DEPREM BÖLGELERİNDE YÜRÜTÜLEN ÇALIŞMALAR
Afet İşleri Genel Müdürlüğünün verilerine göre, 1999 Marmara depremi sonrasında ihalesi yapılan ve çeşitli nedenlerle 2003 yılına kadar tamamlanamayan 2 bin 912 adet afet konutu ve 566 adet iş yeri ve kalıcı konut alanlarının eski yerleşim yerlerine bağlantı yolları ile yerleşim yerlerindeki altyapı eksiklikleri tamamlandı.
Marmara Depremi nedeniyle hak sahibi afetzedeler için yaptırılan 43 bin 53 adet konutun ipotekli tapuları hak sahiplerine verildi.
Bölgede altyapısı tamamen tahrip olan Adapazarı için 27,4 milyon YTL, Gölcük için 18 milyon YTL ödenek transferi sağlanarak, belediyelerin altyapıları bitirildi.
Deprem sonrasında 5 ilde inşa edilen toplam 44 bin 107 prefabrike konutun 13 bin 16 adedi ülke genelinde eğitim, sağlık ve diğer hizmetlerde kullanılmak üzere kamu kuruluşlarına, 3 bin 815 adedi ise bölgede yaşayan dar gelirli vatandaşların barınmalarına tahsis edildi. 23 bin 819 adedi ise satıldı.
Bölgede kullanılmayarak yıpranan ve bakımsız kalan 4 bin 511 konteyner toplatılarak, Kuzeydoğu Anadolu, Doğu ve Güneydoğu Anadolu fay hattında bulunan ve deprem riski altındaki yerleşim yerlerinde, afet anında geçici barınmayı sağlamak üzere, merkez dahil 14 ilde lojistik depolar oluşturuldu.
İNAN: MARMARA'DA DEPREM ARAŞTIRMALARI İVME KAZANDI
Türkiye'nin, 17 Ağustos Marmara depreminin ardından, deprem araştırmalarına çok ciddi kaynaklar ayırdığı bildirildi.
TÜBİTAK Marmara Araştırma Merkezi (TÜBİTAK MAM) Yer ve Deniz Bilimleri Enstitüsü Müdürü Doç. Dr. Sedat İnan, 17 Ağustos 1999'da merkez üssü Gölcük olan 7.4 büyüklüğündeki depremin ardından özellikle Marmara Bölgesi'nde deprem araştırmalarının ivme kazandığını söyledi.
Türkiye'nin diğer bölgelerinde de az da olsa depreme ilişkin araştırma çalışmalarının TÜBİTAK MAM, Afet İşleri Genel Müdürlüğü, MTA gibi kamu kurumları ile üniversiteler tarafından yürütüldüğünü ifade eden İnan, araştırmalara TÜBİTAK ve DPT'nin de önemli kaynaklar ayırmaya başladığını bildirdi.

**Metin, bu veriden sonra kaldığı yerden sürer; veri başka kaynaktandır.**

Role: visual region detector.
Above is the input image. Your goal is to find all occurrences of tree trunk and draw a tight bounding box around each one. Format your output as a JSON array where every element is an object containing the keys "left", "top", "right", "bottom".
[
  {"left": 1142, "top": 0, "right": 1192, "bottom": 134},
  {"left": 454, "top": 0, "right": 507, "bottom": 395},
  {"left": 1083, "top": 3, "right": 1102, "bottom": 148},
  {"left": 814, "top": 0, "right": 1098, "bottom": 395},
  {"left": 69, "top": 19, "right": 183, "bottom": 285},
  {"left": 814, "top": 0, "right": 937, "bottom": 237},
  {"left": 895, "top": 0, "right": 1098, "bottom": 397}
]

İnan, ''Ülkemizin deprem üretme potansiyeli yüksek fay zonlarını barındıran diğer bölgelerinde de depreme yönelik benzer detaylı çalışmaların başlatılması, depremi anlamaya yönelik çalışmalar ve depreme hazırlık açısından ivedilik arz etmektedir. Ancak, Marmara dışındaki bölgeler yeterince dikkate alınamamıştır'' dedi.

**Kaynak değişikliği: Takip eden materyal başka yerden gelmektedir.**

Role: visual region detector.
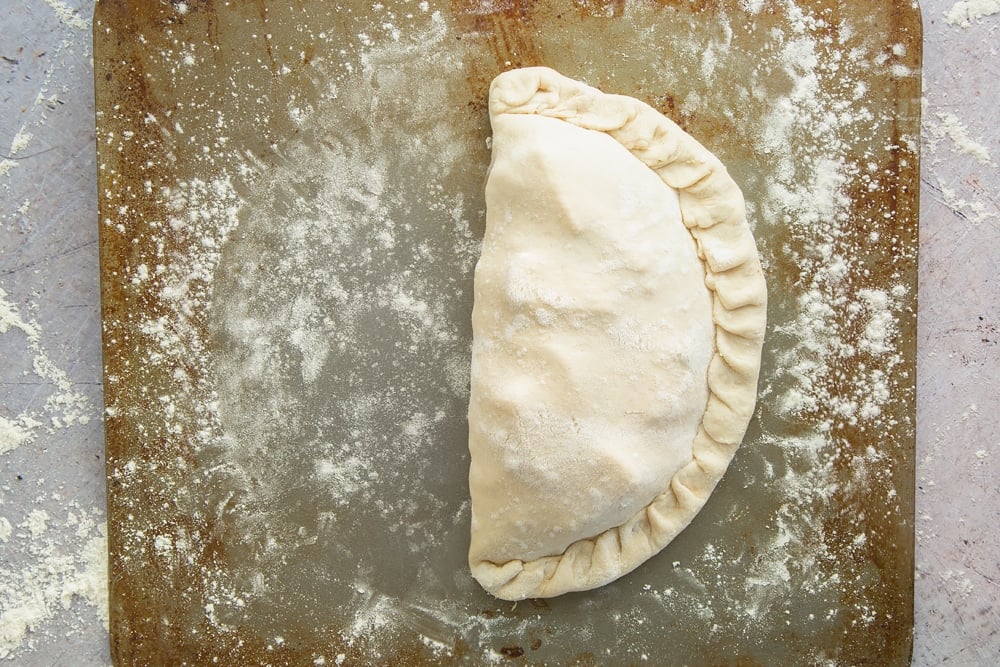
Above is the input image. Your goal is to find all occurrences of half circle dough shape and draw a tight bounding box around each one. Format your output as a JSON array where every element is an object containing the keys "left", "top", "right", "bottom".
[{"left": 469, "top": 68, "right": 767, "bottom": 600}]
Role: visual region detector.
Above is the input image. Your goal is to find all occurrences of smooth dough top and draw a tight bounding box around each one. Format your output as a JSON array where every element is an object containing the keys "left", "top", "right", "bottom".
[{"left": 469, "top": 68, "right": 766, "bottom": 599}]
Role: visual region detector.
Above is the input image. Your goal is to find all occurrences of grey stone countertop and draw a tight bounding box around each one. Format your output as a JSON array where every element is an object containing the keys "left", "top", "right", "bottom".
[{"left": 0, "top": 0, "right": 1000, "bottom": 666}]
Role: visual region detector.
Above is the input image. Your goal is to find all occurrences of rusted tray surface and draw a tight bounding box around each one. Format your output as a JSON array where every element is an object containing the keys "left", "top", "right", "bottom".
[{"left": 94, "top": 0, "right": 920, "bottom": 665}]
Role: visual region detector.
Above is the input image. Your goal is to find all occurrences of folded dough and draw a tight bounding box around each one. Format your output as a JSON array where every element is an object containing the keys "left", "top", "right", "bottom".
[{"left": 469, "top": 68, "right": 767, "bottom": 600}]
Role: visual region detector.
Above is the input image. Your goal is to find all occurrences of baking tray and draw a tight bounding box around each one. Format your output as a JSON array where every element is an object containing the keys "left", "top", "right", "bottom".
[{"left": 94, "top": 0, "right": 921, "bottom": 665}]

Doğu Anadolu Fay Sistemi'nin, Zagros Bitlis Kenet Kuşağı boyunca Arap levhasının Anadolu levhasının altına girmesinden etkilendiğini vurgulayan İnan, şunları kaydetti:
''Ege Açılma Sistemi'ndeki faylar, genellikle düşey atımlı faylardır. Marmara Bölgesi'ndeki faylar ise hem sıkışma hem de açılma rejimlerini kateden, genellikle yanal atım karakterlidir. Bütün bu bölgeler deprem açısından önem arz etmekte ve farklı tektonik rejimleri temsil ettiklerinden dolayı eş zamanlı ve karşılaştırmalı araştırmaları gerektirmektedir. Deprem gözlem bağlamında bu farklı bölgeleri araştırmak deprem öncesi algılanması olası bazı sinyallerin bölge bazında güvenilirliğini ölçmek açısından da önem taşımaktadır.''
TÜRKİYE DOĞAL BİR LABORATUVAR
Deprem araştırmaları açısından Türkiye'nin ''doğal bir laboratuvar'' olduğunu söyleyen Doç. Dr. Sedat İnan, deprem çalışmalarının özellikle TÜBİTAK desteği ile önemli bir ivme kazandığını ifade ederek, ''17 ağustos 1999 Marmara depreminin ardından Türkiye, deprem harcamalarına ciddi kaynaklar ayırıyor. TÜBİTAK, deprem ve afet konularında üniversitelerin bilimsel projelerine sağladığı desteğin yanı sıra, 2005 yılında yaklaşık 12 milyon dolar bütçeli ve 4 yıl süreli bir projeyi Türkiye Araştırma Alanı (TARAL) programı üzerinden destekleme kararı aldı'' diye konuştu.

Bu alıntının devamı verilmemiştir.